From: Alan Mackenzie <acm@muc.de>
To: gentoo-user@lists.gentoo.org
Subject: Re: [gentoo-user] How should I clean up my broken system?
Date: Sat, 13 Feb 2010 17:51:05 +0000 [thread overview]
Message-ID: <20100213175105.GB1783@muc.de> (raw)
In-Reply-To: <201002130927.15466.alan.mckinnon@gmail.com>
Hi, Alan,
On Sat, Feb 13, 2010 at 09:27:15AM +0200, Alan McKinnon wrote:
> On Friday 12 February 2010 21:55:29 Alan Mackenzie wrote:
> > As reported in other threads, my new PC had a broken RAM stick in it.
> > As a result, an unknown proportion of installed binaries are flaky.
> > One non-functioning binary is probably GCC.
> > What I'd like to do is reinstall every binary, yet without erasing
> > any configuration info, whose creation was so arduous.

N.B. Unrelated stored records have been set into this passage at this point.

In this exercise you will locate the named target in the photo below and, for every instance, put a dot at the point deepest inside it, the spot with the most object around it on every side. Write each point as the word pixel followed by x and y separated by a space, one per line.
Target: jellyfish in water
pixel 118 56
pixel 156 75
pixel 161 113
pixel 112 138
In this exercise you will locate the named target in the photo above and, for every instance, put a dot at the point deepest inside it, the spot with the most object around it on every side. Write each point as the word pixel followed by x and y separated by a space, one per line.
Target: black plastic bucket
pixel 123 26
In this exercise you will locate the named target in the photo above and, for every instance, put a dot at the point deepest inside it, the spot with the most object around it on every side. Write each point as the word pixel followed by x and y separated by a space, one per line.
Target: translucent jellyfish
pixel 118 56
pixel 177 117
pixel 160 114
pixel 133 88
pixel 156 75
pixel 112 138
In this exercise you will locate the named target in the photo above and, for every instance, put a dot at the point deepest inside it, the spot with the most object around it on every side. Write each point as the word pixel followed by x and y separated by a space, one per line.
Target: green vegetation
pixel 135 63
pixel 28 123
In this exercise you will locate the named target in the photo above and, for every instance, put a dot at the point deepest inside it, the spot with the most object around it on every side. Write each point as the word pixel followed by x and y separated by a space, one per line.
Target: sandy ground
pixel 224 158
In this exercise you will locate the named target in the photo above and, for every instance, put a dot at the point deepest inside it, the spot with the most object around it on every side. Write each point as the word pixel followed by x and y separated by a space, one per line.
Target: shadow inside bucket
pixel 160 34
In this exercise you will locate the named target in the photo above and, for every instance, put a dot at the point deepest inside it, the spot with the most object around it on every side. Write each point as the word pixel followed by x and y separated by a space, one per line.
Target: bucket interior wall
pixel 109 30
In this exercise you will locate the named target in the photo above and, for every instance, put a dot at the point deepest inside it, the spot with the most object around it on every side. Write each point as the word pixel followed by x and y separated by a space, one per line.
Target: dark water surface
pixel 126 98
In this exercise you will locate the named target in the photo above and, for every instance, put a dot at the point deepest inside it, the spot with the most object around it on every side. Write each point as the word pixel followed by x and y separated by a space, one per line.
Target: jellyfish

> > Where does portage keep it's list of installed packages? What do I
> > have to do to persuade portage it has _no_ installed packages before
> > doing 'rm -rf *' in /bin, /sbin, /usr/bin, /usr/sbin?
> > Has anybody any other tips to offer me for this operation?
> First get a working compiler installed. There are many ways, here's
> what I think is the easiest:
> Boot into a Gentoo LiveCD, chroot into your install, and emerge -k the gcc
> tarball on the CD.
> Reboot into the actual install, synce the portage tree and
> emerge -e world
> That will rebuild everything, including gcc.
Thanks! In the end, I just used the gcc I had on the system anyway; it
wasn't broken. I first did 'emerge -e gcc', which took an hour, then did
'emerge -e world', which took ~2 hours 30 mins.
I was being a bit paranoid. The reason I "gave up" on the installation
CD was I failed to find out how to start my LVM2 voluble logics, or
whatever they're called.
I'm now back on track, setting up my PC. Thanks!
> The paranoid might want to emerge gcc itself on it's own first so that
> rebuilding world is done with the same gcc version as what it will
> become (gcc is not built first when you rebuild world, all sort of
> toolchain tools and parsers are earlier in the list). Personally, I
> don't do that - there is an actual chance that using an old compiler to
> build a new compiler may lead to incompatibility issues, but the risk
> is extremely small and rare, and it's never bitten me.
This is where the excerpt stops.